Sejarah Kelam dibalik Lomba Panjat Pinang
- Pixabay
Lifestyle –Hari ini Indonesia merayakan Kemerdekaan Republik Indonesia yang ke-80 Tahun. Beragam cara merayakan HUT-RI setiap tahunnya, mulai dari upacara bendera hingga aneka perlombaan meriah. Berbicara mengenai perlombaan, salah satu yang paling melekat dengan HUT RI adalah lomba panjat pinang.
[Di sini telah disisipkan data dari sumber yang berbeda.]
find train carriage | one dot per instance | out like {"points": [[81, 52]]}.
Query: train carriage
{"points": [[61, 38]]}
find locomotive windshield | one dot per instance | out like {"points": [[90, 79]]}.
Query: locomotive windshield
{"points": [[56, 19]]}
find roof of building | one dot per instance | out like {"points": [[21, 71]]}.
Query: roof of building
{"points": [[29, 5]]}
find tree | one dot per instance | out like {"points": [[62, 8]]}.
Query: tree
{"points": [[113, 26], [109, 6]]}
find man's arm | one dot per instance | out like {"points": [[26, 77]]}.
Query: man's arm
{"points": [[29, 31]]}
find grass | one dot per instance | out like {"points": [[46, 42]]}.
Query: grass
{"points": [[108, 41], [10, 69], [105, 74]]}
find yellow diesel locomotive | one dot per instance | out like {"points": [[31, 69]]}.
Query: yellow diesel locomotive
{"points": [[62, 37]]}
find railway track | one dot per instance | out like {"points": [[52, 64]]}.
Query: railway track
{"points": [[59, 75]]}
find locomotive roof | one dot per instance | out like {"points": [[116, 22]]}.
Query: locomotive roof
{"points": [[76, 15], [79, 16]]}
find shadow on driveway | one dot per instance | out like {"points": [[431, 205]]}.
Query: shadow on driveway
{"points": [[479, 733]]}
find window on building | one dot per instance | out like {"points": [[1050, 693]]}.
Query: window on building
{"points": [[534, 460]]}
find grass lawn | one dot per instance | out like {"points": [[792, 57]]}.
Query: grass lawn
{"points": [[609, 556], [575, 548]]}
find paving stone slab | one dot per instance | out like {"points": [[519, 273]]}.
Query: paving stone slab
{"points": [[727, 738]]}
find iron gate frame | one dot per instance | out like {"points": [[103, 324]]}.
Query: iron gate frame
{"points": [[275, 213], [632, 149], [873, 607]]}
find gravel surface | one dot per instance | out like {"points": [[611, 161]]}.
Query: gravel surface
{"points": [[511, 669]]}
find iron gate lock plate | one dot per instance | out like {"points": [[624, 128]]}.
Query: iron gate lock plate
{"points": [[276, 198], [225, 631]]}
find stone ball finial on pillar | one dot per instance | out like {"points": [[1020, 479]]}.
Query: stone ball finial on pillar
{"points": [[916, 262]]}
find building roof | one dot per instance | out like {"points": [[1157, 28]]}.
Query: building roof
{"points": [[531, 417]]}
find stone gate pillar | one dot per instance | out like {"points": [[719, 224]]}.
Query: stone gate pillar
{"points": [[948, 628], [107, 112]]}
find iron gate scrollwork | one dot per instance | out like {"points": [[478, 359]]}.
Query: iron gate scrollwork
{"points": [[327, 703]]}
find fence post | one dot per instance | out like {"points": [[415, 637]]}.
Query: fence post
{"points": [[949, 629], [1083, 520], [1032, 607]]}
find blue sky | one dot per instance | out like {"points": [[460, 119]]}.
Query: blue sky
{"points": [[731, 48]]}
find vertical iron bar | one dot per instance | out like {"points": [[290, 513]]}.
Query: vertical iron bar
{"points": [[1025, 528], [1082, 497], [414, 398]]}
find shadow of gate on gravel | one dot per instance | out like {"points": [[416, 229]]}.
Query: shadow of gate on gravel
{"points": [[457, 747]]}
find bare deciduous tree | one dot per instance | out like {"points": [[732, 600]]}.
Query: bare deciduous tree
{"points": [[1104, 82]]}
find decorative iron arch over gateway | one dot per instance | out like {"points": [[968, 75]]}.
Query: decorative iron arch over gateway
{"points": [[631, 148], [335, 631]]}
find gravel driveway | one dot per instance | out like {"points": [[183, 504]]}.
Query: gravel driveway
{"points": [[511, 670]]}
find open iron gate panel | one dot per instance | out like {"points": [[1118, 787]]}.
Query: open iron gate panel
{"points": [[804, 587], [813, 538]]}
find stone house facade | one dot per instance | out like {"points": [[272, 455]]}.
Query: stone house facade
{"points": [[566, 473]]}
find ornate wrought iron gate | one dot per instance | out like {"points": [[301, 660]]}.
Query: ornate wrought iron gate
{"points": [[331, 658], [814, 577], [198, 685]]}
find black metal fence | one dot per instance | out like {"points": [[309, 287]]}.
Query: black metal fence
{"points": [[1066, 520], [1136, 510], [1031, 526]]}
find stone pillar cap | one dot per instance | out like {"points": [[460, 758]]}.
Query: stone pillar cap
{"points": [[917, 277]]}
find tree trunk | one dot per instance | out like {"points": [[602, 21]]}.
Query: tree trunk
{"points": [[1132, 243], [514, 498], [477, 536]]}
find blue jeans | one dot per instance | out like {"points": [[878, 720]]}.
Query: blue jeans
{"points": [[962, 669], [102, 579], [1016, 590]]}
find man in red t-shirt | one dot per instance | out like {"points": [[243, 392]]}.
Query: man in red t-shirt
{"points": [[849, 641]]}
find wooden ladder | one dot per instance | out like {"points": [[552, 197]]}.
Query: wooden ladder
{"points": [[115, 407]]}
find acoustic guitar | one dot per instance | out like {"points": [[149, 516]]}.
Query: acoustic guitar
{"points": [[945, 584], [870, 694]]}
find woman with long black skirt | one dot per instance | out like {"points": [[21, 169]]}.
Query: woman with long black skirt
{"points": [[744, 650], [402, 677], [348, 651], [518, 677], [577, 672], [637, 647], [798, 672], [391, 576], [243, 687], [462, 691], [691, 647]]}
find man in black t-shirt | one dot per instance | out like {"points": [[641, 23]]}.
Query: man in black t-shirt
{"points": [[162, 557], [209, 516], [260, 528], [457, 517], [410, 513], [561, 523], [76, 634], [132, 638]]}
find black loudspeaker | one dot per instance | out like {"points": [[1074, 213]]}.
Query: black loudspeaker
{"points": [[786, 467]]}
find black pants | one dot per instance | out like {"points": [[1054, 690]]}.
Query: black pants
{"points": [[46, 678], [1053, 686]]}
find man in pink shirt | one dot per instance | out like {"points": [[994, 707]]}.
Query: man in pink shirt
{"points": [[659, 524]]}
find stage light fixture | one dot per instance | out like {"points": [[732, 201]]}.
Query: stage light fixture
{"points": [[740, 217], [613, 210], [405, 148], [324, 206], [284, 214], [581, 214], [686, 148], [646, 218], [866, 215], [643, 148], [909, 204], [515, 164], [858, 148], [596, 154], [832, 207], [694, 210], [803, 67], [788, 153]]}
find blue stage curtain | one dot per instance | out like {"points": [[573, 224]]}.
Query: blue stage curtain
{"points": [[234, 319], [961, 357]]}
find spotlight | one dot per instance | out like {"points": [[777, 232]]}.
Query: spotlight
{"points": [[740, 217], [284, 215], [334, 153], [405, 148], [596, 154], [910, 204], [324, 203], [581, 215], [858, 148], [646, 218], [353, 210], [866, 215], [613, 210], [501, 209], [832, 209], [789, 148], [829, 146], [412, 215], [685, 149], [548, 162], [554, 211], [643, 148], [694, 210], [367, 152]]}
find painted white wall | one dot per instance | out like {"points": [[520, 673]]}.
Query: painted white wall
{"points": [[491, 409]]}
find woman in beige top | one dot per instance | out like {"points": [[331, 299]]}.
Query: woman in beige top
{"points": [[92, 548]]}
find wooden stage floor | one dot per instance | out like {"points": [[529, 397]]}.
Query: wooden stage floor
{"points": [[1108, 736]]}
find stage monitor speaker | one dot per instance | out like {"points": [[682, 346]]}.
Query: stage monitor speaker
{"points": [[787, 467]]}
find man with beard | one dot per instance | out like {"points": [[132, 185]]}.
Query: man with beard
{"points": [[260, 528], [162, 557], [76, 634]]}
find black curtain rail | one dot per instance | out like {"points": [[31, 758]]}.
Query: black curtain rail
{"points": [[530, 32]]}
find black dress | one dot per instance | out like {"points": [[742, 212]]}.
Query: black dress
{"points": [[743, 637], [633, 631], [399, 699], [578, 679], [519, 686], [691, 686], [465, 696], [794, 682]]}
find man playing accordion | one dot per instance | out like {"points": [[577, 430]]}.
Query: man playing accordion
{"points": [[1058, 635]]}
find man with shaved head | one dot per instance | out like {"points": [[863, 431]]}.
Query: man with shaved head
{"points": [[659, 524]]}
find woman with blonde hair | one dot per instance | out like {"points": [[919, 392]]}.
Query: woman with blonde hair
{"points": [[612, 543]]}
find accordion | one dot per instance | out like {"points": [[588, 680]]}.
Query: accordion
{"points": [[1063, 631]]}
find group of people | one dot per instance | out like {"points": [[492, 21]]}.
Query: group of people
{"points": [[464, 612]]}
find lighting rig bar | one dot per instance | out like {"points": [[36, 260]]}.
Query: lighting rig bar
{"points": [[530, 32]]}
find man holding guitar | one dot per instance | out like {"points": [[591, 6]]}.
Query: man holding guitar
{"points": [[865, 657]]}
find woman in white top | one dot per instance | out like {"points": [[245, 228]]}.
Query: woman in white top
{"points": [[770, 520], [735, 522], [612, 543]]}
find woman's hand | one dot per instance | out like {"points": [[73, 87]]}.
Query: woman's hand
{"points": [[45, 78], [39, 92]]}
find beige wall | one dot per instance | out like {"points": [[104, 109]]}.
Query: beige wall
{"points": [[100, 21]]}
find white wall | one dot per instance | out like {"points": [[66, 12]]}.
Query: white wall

Lomba panjat pinang dilakukan dengan menggunakan batang pohon pinang yang tinggi, biasanya 8–10 meter. Nantinya batang pohon tersebut dilumuri pelumas licin seperti oli, sabun, atau campuran minyak. Dengan puncak batang dipasang aneka hadiah yang menggiurkan, mulai dari peralatan rumah tangga, sepeda, uang tunai, hingga bahan makanan untuk diperubutkan.
Peserta biasanya dibagi menjadi tim berisi 4–8 orang. Mereka harus bekerja sama membentuk “piramida manusia” untuk mencapai hadiah di puncak. Tantangannya, batang yang licin membuat peserta sering tergelincir, sehingga butuh strategi dan koordinasi yang baik.
Sorak-sorai penonton, teriakan memberi semangat, dan tawa yang pecah setiap peserta terpeleset semuanya membuat panjat pinang tak sekadar lomba, melainkan ajang kebersamaan yang dinanti setiap tahun. Namun dibalik kemeriahan panjat pinang, ternyata ada kisah kelam dibaliknya.
Sejarah Kelam Panjat Pinang
Dilansir dari berbagai sumber, perlombaan panjat pinang berasal dari masa penjajahan Belanda. Saat itu hanya warga pribumi saja yang boleh melakukan perlombaan ini. Perlombaan ini biasanya dilakukan setiap tanggal 31 Agustus sebagai bentuk perayaan ulang tahun ratu Belanda kala itu yakni Ratu Wilhelmina.
Dalam lomba tersebut, warga pribumi akan memperebutkan hadiah mulai dari bahan-bahan pokok, seperti tepung, kopi, gula, keju, baju, atau barang lainnya yang termasuk barang mewah bagi orang pribumi pada saat itu. Namun untuk mendapatkan hadiah tersebut tidaklah mudah, mereka harus memanjat tiang setinggi 5 meter yang dilumuri minyak.